Figure 6 shows that neutrophils are more efficient in controlling the infection in the case of a moderate intrinsic growth rate. This corroborates the previous results. It may also reflect how identifiable these two parameters are. Figure 6 can be divided into two: the center and the tails. In the tails, the leukocytes always win or lose the battle independent of the value of the intrinsic growth rate. But that means that the observed growth rate in these regions is not strongly correlated with leukocyte activity. The center is where there is an exchange: as the intrinsic growth rate increases, the neutrophil and monocyte activity has to increase to keep the fungus in check. That means that these two parameters are not identifiable from the point of view of the observed growth rate.
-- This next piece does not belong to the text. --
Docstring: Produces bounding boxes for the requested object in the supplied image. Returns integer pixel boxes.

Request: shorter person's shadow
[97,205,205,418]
That reinforces the previous conclusion that CAPA may be caused by decreased leukocyte activity, increased Aspergillus fumigatus growth, or both.

Figures 5B and 9B, however, suggests that CAPA might be caused by both instead of only one of the causes. The tails and the center in Fig. 6 roughly relate to the plateaus and the dividing line in Figs. 5B and 9B. Note that there are only narrow areas of intrinsic growth rate that are entirely independent of neutrophil activity. That is, the dividing line in graphs 5B and 9B cuts the plot along the diagonal.

Interestingly, the work of Dellière et al. (2021) analyzed several clinical factors in COVID-19 patients with and without CAPA. Treatment of COVID-19 patients with the antibiotic azithromycin was associated with an increased risk of CAPA. In prior literature, azithromycin has been shown to attenuate neutrophil oxidative burst (Čulić et al. 2002). In our model, this would translate into a decreased neutrophil-killing probability. This fits with our finding that this parameter is paramount for CAPA establishment.

On the other hand, Dellière et al. (2021) found similar percentages of neutrophils and macrophages in CAPA and non-CAPA patients. Likewise, Xu et al. (2021) found that patients with fewer than \(1.5 \times 10^9\) neutrophils/L had no increased risk of developing CAPA. That resonates with our finding that the number of neutrophils and monocytes had a low correlation with the observed growth rate (Table 6) and was a poor predictor of CAPA (Figure trees) (Fig. 4).

The work we present here is primarily theoretical, validated with supporting evidence from the literature. While it would be very difficult to validate our predictions using actual patient data, one could instead use data from experiments with mouse models of aspergillosis and COVID-19. Such an experiment would involve three groups of mice: non-neutropenic ACE2 transgenic mice challenged with Aspergillus, ACE2 mice challenged with SARS-CoV2, and SARS-COV2 followed by Aspergillus. One could then use data on fungal load and cytokine measurements after 3 days.

We conclude that an increase in the favorability of the lung environment, likely due to an increased supply of nutrients and decreased effectivity of neutrophils to kill hyphae, is the most likely explanation for CAPA. To make our findings more robust, we tested two possible scenarios of how neutrophils kill hyphae (Supplementary Material). We found that the conclusions are the same, independent of the scenario.